Resonance
“So you agree. It’s not the quality of my work, it’s the perspective that I’ve—”
“Perspective has no place in science.”
“I humbly disagree.”
“Miss Knightly, there’s absolutely nothing humble about you. And in case I’m being too vague, that was not a compliment.”
Don’t let him see you sweat.
“Science is falsified all the time,” she says. “There was a time when the brightest minds in the world believed—”

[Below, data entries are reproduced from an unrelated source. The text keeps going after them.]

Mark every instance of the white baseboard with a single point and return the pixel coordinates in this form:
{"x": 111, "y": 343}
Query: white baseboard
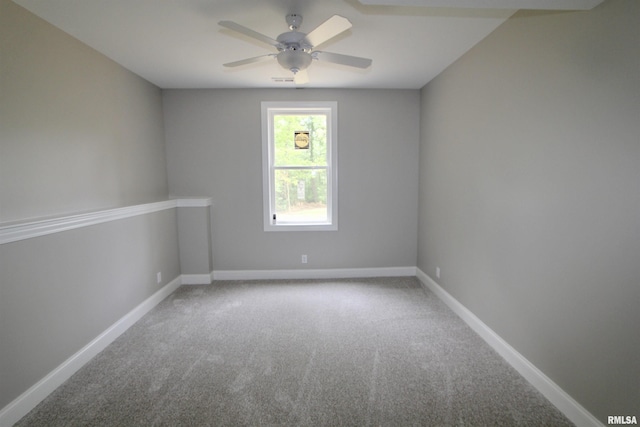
{"x": 28, "y": 400}
{"x": 330, "y": 273}
{"x": 197, "y": 279}
{"x": 558, "y": 397}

“Science—” Holt interjects, “is reality: quantified.”
“Reality is relative.”
“No. It isn’t. And that’s the whole point. There is only one reality and infinite possibilities. And science concerns itself with what is, not what could be.”
“I’m just saying—”
“Your grade is final,” he pulls another assignment off his stack. “You may close the door behind you.”
σ
~Today~
At the opposite end of the cemetery, Romer sits by himself in front of a weathered tombstone. He reads ‘Mason Bradley – Loving son and brother’, and takes a painful gulp from the beer bottle he snuck onto the premises.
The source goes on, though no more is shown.